Civil rights and immigrant rights groups have criticized the operation—which Abbott’s website describes as an attempt to “stop the smuggling of drugs, weapons and people into Texas, and prevent, detect and interdict transnational criminal behavior between ports of entry”—as punitive and rife with human rights abuses. In July, the Texas Tribune, working with ProPublica, reported that the Department of Justice had launched an investigation into alleged civil rights violations under the operation.  

“Texas Governor is using asylum seekers as political pawns against sanctuary cities,” the artists’ GoFundMe page reads. “They are now arriving in New York City, where shelters are already overwhelmed. Hundreds of families are being sent from Texas without food, water, medical care, or hygiene supplies for a 45-hour bus drive.”
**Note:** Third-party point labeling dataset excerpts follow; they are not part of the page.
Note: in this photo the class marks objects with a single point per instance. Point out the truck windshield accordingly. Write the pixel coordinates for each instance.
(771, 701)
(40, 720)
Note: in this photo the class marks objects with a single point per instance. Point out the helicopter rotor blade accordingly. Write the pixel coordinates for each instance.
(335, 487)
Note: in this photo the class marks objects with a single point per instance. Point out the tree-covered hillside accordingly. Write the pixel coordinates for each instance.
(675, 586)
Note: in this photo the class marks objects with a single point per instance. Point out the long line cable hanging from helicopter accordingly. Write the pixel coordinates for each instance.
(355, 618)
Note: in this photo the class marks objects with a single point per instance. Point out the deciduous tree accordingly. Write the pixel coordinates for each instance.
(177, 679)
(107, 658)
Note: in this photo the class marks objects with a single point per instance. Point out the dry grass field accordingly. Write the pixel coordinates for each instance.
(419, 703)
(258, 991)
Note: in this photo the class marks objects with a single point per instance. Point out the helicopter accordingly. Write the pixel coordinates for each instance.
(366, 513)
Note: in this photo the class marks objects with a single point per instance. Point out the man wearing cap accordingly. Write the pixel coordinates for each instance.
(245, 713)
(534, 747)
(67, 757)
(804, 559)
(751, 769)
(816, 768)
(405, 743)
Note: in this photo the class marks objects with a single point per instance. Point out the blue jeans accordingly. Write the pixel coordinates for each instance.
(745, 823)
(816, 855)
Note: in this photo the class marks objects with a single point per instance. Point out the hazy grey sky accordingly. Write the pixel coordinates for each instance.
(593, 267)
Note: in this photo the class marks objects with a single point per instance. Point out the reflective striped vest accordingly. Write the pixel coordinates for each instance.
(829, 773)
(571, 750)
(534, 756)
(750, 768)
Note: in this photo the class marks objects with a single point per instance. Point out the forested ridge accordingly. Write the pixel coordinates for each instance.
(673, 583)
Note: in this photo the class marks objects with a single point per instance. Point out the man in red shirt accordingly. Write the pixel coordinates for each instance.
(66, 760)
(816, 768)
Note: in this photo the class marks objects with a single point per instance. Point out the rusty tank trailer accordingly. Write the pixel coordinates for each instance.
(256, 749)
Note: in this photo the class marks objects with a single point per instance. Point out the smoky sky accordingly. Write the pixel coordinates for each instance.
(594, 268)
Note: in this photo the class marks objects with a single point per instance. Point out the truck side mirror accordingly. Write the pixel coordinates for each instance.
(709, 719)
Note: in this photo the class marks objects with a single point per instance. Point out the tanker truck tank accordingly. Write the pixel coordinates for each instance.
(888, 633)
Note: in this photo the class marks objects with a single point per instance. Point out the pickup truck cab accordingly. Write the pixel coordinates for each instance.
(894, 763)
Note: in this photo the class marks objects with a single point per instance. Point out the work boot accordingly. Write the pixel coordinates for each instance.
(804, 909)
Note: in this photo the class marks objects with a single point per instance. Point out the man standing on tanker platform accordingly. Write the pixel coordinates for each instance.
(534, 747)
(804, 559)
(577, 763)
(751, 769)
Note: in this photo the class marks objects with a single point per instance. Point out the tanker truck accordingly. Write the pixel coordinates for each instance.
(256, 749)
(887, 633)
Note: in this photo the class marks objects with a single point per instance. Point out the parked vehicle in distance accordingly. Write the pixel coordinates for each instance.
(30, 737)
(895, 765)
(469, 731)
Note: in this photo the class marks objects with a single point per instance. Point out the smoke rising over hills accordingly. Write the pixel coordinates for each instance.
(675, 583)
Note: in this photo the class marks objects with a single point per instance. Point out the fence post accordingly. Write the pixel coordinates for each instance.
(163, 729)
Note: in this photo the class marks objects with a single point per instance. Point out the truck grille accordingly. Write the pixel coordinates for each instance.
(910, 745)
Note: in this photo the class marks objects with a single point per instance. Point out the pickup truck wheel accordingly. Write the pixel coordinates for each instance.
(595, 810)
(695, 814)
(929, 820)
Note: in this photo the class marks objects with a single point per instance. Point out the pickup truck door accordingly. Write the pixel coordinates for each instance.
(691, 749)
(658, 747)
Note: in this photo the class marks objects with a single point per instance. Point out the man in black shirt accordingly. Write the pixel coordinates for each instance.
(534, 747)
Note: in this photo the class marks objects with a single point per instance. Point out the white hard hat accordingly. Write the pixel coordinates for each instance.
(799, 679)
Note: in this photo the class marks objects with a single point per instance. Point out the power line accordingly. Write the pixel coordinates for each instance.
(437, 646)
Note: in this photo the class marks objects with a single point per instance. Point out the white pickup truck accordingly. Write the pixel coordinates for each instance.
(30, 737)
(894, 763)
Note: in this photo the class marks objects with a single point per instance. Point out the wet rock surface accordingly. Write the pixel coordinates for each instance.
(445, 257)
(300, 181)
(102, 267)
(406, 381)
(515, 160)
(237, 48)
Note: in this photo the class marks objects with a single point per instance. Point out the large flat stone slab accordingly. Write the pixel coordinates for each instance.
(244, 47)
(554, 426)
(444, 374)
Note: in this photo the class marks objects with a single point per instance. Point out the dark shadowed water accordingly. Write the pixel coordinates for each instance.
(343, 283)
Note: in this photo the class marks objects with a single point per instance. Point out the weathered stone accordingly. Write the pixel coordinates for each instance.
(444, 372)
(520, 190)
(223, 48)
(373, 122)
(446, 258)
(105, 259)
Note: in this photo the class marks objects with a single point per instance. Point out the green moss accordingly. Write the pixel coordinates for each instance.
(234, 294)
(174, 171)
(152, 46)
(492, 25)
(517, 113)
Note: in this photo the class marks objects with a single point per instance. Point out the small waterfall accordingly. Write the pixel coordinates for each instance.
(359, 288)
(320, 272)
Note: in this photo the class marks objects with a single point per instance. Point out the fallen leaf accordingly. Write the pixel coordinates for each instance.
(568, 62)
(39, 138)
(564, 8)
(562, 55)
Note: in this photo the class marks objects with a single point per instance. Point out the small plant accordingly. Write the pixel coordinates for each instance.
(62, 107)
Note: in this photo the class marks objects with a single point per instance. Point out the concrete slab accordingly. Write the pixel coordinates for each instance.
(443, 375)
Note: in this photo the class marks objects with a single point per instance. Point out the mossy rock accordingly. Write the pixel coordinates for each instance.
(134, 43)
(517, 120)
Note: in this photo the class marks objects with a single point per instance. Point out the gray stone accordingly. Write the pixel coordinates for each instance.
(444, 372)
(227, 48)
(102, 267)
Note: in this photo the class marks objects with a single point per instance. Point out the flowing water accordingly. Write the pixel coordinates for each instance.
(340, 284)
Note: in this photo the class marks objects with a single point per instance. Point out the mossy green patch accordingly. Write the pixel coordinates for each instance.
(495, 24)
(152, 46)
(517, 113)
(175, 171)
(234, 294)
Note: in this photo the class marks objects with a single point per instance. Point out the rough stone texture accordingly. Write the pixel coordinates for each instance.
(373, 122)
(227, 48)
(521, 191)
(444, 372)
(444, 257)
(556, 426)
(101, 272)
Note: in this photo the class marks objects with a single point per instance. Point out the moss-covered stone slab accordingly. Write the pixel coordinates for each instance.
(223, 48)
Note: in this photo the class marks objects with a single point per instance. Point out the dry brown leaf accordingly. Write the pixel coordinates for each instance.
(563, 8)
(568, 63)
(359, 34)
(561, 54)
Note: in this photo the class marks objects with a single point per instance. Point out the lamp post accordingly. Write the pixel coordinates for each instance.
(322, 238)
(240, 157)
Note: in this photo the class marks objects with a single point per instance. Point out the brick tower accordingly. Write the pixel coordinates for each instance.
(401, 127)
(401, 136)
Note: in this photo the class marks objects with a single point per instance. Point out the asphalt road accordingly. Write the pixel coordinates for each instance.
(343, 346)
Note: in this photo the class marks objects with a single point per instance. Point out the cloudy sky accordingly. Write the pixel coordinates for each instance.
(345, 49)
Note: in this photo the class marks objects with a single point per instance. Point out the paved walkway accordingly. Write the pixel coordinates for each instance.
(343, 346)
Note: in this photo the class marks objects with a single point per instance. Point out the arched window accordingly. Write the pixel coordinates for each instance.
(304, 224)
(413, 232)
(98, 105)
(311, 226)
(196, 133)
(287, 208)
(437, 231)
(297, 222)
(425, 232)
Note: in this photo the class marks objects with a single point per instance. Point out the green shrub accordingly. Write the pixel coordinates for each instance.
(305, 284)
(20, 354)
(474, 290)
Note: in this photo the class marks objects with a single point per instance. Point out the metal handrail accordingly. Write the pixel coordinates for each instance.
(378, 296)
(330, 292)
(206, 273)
Parisca and Maravilla, who arrived from El Salvador to New York as a refugee in the 1980s, are working with Reverend Juan Carlos Ruiz, who leads the Lutheran Church of the Good Shepherd in Brooklyn. Ruiz is well-known advocate for undocumented immigrants—his church headed a range of pandemic relief efforts to support them—and he cofounded the New Sanctuary Movement, a faith-based coalition of clergy, lawyers, and activists who provide social services to those at risk of deportation.  

“The work we are doing at the church as volunteers with zero resources is to welcome them and give them warm meals and care that they need,” Maravilla told the Art Newspaper. “The church is not structured to hold large amounts of people; the toilets and stove have broken down twice. We have been making repairs and improvising from donations we raised. We don’t have beds, pillows or blankets. The food is being prepared by volunteers. We need an overnight security guard among many other things.”

PPOW became involved after its leadership learned from Maravilla about the efforts undertaken by Ruiz.

“Working closely with Guadalupe, I’ve witnessed firsthand the impact his practice has within the undocumented community,” the gallery’s associate director, Ella Blanchon, told ARTnews. “That community is being targeted right now and it feels more urgent than ever to activate our network to support those who do not have the means to support themselves. I’ve been amazed at the outpouring of support and hope we’ll see similar initiatives emerge from this.”